Reasoning Strategies in Large Language Models: Can They Follow, Prefer, and Optimize?
Yanjian Zhang, Guillaume Wisniewski, Nadi Tomeh, Thierry Charnois

TL;DR
This paper explores how prompting can influence large language models' reasoning strategies, aiming to improve their logical problem-solving by enabling adaptive strategy selection.
Contribution
It introduces methods to guide LLMs in strategy selection, addressing the limitation of favoring a single reasoning approach and proposing ways to enhance reasoning flexibility.
Findings
No single strategy consistently improves accuracy.
Adaptive strategy selection has potential to enhance performance.

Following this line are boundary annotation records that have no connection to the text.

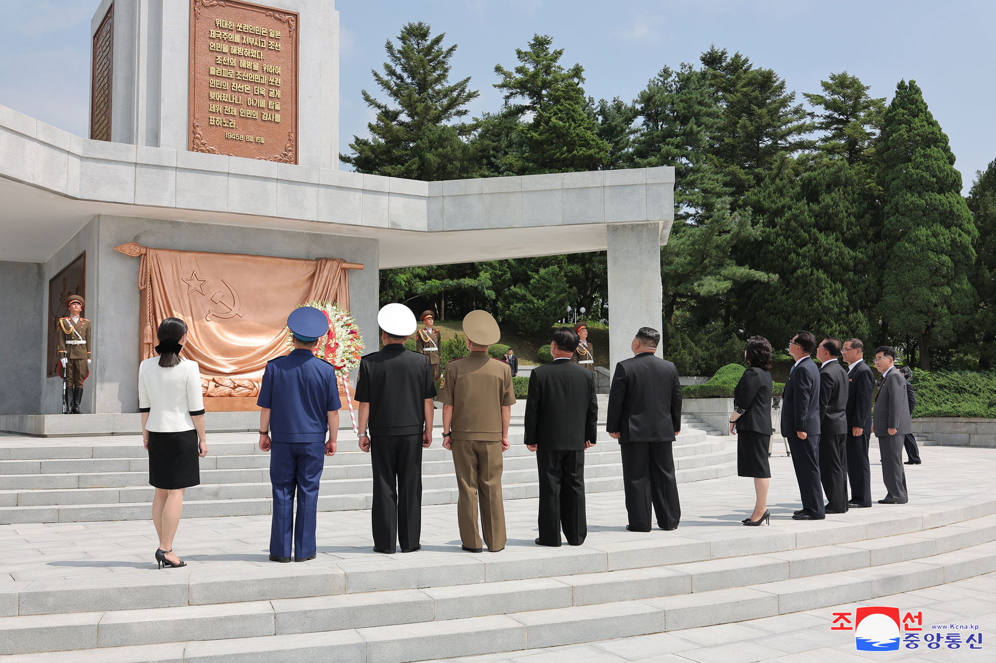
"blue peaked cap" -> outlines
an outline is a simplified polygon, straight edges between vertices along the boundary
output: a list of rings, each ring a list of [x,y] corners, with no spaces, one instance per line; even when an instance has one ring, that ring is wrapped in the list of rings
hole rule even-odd
[[[301,307],[287,317],[287,327],[300,340],[317,340],[329,332],[329,321],[315,307]]]

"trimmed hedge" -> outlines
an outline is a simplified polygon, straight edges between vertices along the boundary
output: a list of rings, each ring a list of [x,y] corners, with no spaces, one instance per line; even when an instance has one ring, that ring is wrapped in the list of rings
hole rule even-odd
[[[515,399],[526,400],[529,395],[529,378],[525,375],[512,378],[512,386],[515,387]]]
[[[996,418],[996,372],[913,369],[914,417]]]
[[[733,398],[733,389],[747,368],[739,363],[728,363],[702,384],[687,384],[681,387],[684,398]],[[785,384],[774,382],[772,393],[781,396],[785,392]]]

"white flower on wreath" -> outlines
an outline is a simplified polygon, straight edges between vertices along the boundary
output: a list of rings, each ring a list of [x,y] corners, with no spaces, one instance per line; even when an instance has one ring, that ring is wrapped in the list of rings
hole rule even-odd
[[[333,365],[339,375],[348,374],[360,365],[364,338],[360,327],[348,311],[329,302],[306,302],[301,307],[314,307],[329,317],[329,332],[318,339],[315,356]],[[300,307],[298,307],[300,308]],[[287,342],[294,345],[294,336],[287,330]]]

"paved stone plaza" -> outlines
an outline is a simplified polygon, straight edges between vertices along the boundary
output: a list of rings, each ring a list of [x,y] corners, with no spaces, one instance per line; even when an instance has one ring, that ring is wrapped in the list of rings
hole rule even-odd
[[[136,436],[6,436],[0,454],[123,443],[140,449]],[[508,548],[495,554],[459,550],[452,504],[424,507],[412,554],[373,552],[369,511],[322,512],[319,557],[305,564],[267,560],[267,515],[183,520],[176,550],[188,566],[163,570],[146,520],[4,525],[0,606],[11,616],[0,617],[0,648],[56,662],[850,660],[854,632],[830,630],[832,606],[863,604],[986,633],[996,579],[976,576],[996,569],[996,456],[926,447],[922,457],[907,473],[909,504],[823,523],[789,520],[798,493],[778,447],[771,527],[740,525],[753,488],[736,476],[681,484],[674,533],[626,532],[622,493],[590,494],[581,548],[536,547],[536,500],[507,500]],[[875,499],[878,472],[873,455]],[[922,660],[967,655],[921,649]]]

Prompting can influence reasoning strategies.
Abstract
Human reasoning involves different strategies, each suited to specific problems. Prior work shows that large language model (LLMs) tend to favor a single reasoning strategy, potentially limiting their effectiveness in diverse reasoning challenges. In this work, we investigate whether prompting can control LLMs reasoning strategies and assess its impact on logical problem-solving. While our experiments show that no single strategy consistently improves accuracy, performance could be enhanced if models could adaptively choose the optimal strategy. We propose methods to guide LLMs in strategy selection, highlighting new ways to refine their reasoning abilities.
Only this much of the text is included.